From the enlightenment onwards, people in western cultures have generally stopped seeing themselves as kin of nature. Instead we see ourselves as having power over it, we have become the master of nature. Nature has become a resource for people to exploit. As we have seen, the left-hemisphere attitude is that things like land, soil, waterways, forests, animals, and even other people, are soulless resources and tools to be manipulated for human ends. 

However, land is not essentially a resource or a tool for human needs. Land is a home for bacteria, fungi, plants, worms, insects, and many other organisms. All of these organisms coexist in a self-regulating web of relationships, energy flows and feedback loops. We don’t live in a mechanistic universe but an organic one which we must understand, respect and cooperate with. 

It is interesting to know that the source of the word resource is the old French word ‘resourdre’ which in turn was from the Latin word resurgō meaning ‘to rise again’ or ‘spring up anew’. So, the original meaning of the word resource was something renewable, sustainable and inherently ‘alive’.

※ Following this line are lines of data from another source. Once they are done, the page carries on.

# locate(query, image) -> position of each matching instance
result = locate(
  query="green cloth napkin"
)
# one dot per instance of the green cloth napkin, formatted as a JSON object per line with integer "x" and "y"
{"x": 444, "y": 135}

Nature is not a machine, it is an organic process that is alive, changing, interconnected and whole. Wholes are perceived as patterns of relationships in an ordered, i.e. self-regulating, system. You can’t manipulate a ‘part’ without affecting the whole system, because the parts are never discrete. Reality is a dynamic process and to manipulate any part of it is to change the process.

Where the left hemisphere sees discrete parts, the right hemisphere sees connected, organic wholes.

As Fritjof Capra wrote in The Systems View of Life:

Instead of being a machine, nature at large turns out to be more like human nature – unpredictable, sensitive to the surrounding world, and influenced by small fluctuations.

A left-hemisphere emphasis has led nature to be systematically picked apart and used up. It is our natural right hemisphere ability to perceive wholes and to think about the universe in terms of systems within systems that must illuminate the path to sustainable production and consumption.